Little Snitch for Linux brings macOS-style per-app network monitoring to Linux desktops and servers. It uses Rust and eBPF to track connections in the kernel, letting you block domains, IPs, or ports via efficient blocklists and rules. Users get a demo app that loads blocked_hosts.txt or blocked_domains.txt files, attaches to cgroups for real-time event polling, and serves a JavaScript web UI for traffic views—core open source components of a full firewall product.

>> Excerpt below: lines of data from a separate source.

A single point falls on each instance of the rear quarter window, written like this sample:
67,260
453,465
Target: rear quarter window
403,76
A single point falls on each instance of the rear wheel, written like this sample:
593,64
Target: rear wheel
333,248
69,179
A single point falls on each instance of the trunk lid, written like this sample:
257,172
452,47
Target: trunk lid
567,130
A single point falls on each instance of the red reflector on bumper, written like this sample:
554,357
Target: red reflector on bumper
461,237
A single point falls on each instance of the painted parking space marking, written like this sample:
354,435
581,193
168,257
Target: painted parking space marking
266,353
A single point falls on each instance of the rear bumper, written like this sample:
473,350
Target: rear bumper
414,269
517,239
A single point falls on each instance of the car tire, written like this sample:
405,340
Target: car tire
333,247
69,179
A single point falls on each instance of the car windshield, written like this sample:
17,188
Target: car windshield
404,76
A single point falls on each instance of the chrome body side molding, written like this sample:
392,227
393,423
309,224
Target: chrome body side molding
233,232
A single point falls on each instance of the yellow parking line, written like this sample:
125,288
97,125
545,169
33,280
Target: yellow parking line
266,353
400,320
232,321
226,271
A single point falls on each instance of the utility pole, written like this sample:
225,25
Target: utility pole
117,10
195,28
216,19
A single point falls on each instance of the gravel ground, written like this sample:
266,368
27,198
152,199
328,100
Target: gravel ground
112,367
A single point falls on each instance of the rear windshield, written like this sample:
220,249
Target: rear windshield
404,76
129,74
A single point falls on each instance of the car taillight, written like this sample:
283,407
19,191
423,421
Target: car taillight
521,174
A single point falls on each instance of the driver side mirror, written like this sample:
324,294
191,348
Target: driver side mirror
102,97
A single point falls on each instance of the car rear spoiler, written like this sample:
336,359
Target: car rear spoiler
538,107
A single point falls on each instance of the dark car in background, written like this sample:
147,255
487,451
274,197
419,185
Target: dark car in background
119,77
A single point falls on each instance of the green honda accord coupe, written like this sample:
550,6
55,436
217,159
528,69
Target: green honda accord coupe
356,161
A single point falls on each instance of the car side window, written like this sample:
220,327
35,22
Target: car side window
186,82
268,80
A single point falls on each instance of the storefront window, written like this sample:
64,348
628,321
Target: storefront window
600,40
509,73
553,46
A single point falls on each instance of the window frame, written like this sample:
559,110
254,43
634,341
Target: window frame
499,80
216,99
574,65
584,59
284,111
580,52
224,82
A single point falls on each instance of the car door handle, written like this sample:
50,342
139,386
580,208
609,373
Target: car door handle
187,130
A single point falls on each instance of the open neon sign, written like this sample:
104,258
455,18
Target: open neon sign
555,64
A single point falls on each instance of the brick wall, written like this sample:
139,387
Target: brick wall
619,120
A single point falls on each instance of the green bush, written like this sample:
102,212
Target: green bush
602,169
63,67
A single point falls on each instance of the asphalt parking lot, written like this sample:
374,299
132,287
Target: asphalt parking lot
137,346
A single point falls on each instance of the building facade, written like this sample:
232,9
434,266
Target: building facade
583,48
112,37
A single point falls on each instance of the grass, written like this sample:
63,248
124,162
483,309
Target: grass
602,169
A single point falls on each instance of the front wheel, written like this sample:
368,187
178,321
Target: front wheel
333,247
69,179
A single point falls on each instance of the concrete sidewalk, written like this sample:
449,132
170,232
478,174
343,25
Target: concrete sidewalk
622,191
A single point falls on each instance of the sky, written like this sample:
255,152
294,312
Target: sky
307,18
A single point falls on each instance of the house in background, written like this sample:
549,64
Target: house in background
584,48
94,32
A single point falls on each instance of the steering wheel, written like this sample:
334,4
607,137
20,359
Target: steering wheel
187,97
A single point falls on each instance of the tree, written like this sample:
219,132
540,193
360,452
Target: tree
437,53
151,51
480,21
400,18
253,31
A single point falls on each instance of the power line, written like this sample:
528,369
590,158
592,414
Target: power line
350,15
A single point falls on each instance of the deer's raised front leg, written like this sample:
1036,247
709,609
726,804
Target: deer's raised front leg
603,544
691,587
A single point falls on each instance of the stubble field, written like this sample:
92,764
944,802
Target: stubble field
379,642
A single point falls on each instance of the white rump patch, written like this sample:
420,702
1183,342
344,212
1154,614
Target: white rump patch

Why is it gaining traction?

Unlike iptables or nftables, it hooks directly into socket creation and packet flows with eBPF for zero-overhead tracking, handling thousands of connections without userspace bottlenecks. 650 stars reflect demand for Little Snitch-like alerts on Linux, with fast binary-searched blocklists and process-aware rules that scale better than scripted alternatives. Devs dig the aya-rs integration for custom eBPF tinkering.

Who should use this?

Linux sysadmins securing workstations against rogue apps phoning home, security teams auditing containerized services, or embedded devs filtering IoT network chatter. Ideal for cgroup-based setups like Docker or systemd where you need granular outbound controls without full firewall rewrites.

Verdict

Promising eBPF foundation for Linux network filtering (1.0% credibility score), but at 650 stars it's an early prototype—proprietary bits remain closed, docs are README-only, no production tests. Fork and extend the demo for custom little components, but wait for stability before deploying.